Excessive Fee Litigation
Over the years, we have seen numerous class action lawsuits against plan fiduciaries, starting with claims relating to mega 401(k) plans and, more recently, claims against the fiduciaries of very large University-sponsored, ERISA covered 403(b) programs. The allegations in these complaints vary, but, generally, include a breach of fiduciary duty claim alleging excessive fees were paid from plan assets for recordkeeping or other administrative services. Since the fees associated with certain investment offerings (called expense ratios) reduce the earnings on monies invested in those funds, these lawsuits also claim that investment funds with lower expense ratios should have been offered to plan participants. The outcome of these cases vary, depending upon who is sued and the specific allegations and facts. Through settlement or court decision, millions of dollars have been restored to plans and significant legal fees paid to plaintiffs’ counsel. While large or mega-sized plans have been the primary target for these lawsuits in the past, plans maintained by middle market companies are not immune from excessive fee litigation.

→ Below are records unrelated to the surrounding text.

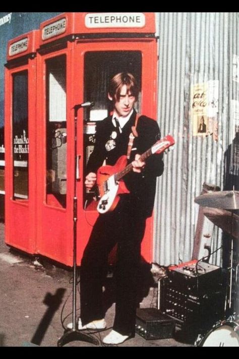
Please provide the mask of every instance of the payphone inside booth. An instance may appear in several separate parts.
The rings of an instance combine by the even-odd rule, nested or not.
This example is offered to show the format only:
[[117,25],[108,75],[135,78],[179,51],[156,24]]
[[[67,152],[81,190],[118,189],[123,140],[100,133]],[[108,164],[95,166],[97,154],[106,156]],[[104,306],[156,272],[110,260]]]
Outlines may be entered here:
[[39,30],[9,41],[5,70],[5,240],[35,244],[35,92]]
[[[86,190],[85,176],[96,125],[112,110],[107,99],[110,78],[123,71],[132,73],[140,87],[137,111],[156,119],[155,16],[153,13],[65,13],[41,24],[33,79],[36,119],[31,125],[35,129],[35,172],[28,182],[35,181],[35,253],[73,265],[76,183],[80,265],[98,216],[88,206],[94,194]],[[28,94],[32,99],[34,93]],[[94,106],[79,106],[76,119],[75,107],[86,101]],[[26,133],[22,135],[23,140],[27,137]],[[152,260],[152,218],[148,219],[142,245],[148,262]]]

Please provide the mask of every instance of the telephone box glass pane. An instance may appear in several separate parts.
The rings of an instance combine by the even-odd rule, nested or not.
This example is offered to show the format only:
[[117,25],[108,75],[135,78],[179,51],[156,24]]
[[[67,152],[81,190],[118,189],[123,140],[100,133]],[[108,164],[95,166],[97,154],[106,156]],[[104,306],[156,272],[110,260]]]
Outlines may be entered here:
[[[136,79],[140,89],[135,108],[141,111],[142,53],[140,51],[99,51],[87,52],[84,59],[84,100],[94,102],[92,108],[85,109],[85,175],[89,157],[94,149],[96,122],[108,116],[112,108],[108,99],[109,80],[119,72],[130,72]],[[86,191],[83,207],[87,209],[95,195],[94,191]],[[89,209],[92,208],[90,206]]]
[[46,201],[66,207],[67,117],[66,57],[48,60],[46,67]]
[[28,96],[27,71],[13,76],[13,198],[28,198]]

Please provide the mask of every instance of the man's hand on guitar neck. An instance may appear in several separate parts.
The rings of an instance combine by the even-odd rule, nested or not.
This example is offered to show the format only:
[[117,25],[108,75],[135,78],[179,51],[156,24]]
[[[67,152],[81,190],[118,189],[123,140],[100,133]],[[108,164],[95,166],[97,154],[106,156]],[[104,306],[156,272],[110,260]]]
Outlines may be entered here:
[[140,173],[145,167],[145,162],[140,161],[140,155],[136,155],[135,160],[132,163],[133,171]]
[[87,189],[91,189],[95,184],[96,182],[96,174],[93,172],[90,172],[86,176],[85,185]]

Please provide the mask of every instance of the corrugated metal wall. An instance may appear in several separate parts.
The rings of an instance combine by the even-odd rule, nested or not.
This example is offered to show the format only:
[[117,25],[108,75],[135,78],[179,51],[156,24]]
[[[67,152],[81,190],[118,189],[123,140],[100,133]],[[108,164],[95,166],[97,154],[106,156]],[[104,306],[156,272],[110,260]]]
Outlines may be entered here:
[[[194,199],[203,183],[223,187],[223,155],[235,134],[232,100],[239,100],[239,83],[232,79],[233,55],[239,56],[239,13],[157,16],[158,122],[162,135],[170,133],[176,144],[164,156],[165,169],[157,184],[154,261],[168,265],[191,259],[199,207]],[[212,135],[193,136],[192,86],[209,80],[218,87],[217,141]],[[214,250],[221,245],[217,227],[212,242]],[[213,263],[219,265],[221,254],[216,252]]]

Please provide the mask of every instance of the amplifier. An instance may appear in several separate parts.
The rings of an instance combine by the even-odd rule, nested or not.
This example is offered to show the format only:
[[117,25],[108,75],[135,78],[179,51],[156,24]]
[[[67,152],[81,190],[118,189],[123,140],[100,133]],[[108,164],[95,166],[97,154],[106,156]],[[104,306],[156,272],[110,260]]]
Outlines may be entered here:
[[137,309],[135,331],[144,339],[172,338],[175,320],[156,308]]
[[182,327],[204,328],[222,318],[221,269],[197,260],[170,267],[159,282],[158,309]]

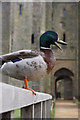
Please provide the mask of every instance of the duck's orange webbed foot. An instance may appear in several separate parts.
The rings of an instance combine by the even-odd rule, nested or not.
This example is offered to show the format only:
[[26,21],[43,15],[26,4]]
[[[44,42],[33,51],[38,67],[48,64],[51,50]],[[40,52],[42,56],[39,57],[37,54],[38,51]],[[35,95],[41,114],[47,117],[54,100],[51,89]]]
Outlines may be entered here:
[[35,91],[33,89],[31,89],[31,88],[28,87],[28,82],[27,82],[26,78],[24,79],[24,83],[25,83],[25,89],[32,91],[33,94],[36,95]]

Plan sponsors cannot adopt and maintain a participant-directed retirement plan and then put it on auto-pilot. It is critical to understand who is the plan fiduciary (or fiduciaries) under the terms of your plan and who is really acting in a fiduciary capacity. The ERISA definition of fiduciary is functional. While a plan may say that the plan administrator is the employer or plan sponsor, a committee or human resource professional may be making all of the discretionary decisions with respect to the day-to-day operation of the plan. The plan may indicate that the plan sponsor is the fiduciary with discretionary control over the management of plan assets, but a committee or someone in the finance department is the de facto investment fiduciary for the plan. Your plan document should match up with your practice.
Establishing and maintaining good plan governance is essential to reducing the risk of an excessive fee case as well as other allegations of fiduciary breach. The adequacy (or existence) of a plan governance process starts with by asking the following questions:
- Who is acting as a plan fiduciary to your retirement plan?
- Is the individual or group of individuals performing fiduciary duties consistent with the terms of your plan?
- Has the plan sponsor formally delegated any fiduciary duties to others within your organization?
- Are plan fiduciaries and their respective duties and obligations specified in the plan document, itself?
- Do plan fiduciaries regularly review plan service providers, document the review process and the reasonableness of administrative expenses paid from plan assets?
- Do plan fiduciaries have a process in place to review the performance and cost of the investment funds offered under a participant-directed plan; is that process followed, and are all decisions about the selection, retention or replacement of investment options documented?
- Has the investment fiduciary hired an experienced investment consultant to assist with properly analyzing and understanding investment fees and investment performance?
Implementing and maintaining a good plan governance policy, regularly conducting both procedural and substantive due diligence with respect to service providers and investment offerings, and documenting the rationale for administrative and investment decisions will go a long way toward protecting plan fiduciaries from potential liability.